I have run out of ideas on how I can influence any of this with a vote or by “getting more involved”.

So much so that I’ve settled on a different side of the conversation about whether independence for Scotland is the right thing to do.

The vote in 2014 was not a concrete thing for me. I waited 10 minutes in the ballot box, but it was easier to vote no because the Yes economic argument was not convincing. I also didn’t feel connected to the people making it.

Since then, it seems like other democracies are making decisions based on what they feel, what they hope for, not a deep dive socioeconomic analysis that will always say “Whatever is best for capitalism, do that”.

There was a phenomenal three-part documentary on BBC Scotland about the independence referendum. It was full of smart people, working so hard for what they thought was the common good.

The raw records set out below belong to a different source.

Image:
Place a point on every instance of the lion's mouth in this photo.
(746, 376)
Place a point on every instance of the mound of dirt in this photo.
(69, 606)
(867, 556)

I couldn’t help but imagine them all in the same room, focusing on the same problems.

Someone who is 18, for example, has lived more than half their life under austerity. They are not likely to know the state as a force for good, for change, for hope.

I want to live in a country that I’m proud to say I’m from because it has a track record of social justice, demonstrates international leadership and makes decisions based on leaving the world in a better place than we found it.

A United Kingdom, led by Boris Johnson, sitting outside of the European Union, can’t possibly be it. So I’m pinning my hopes on something different.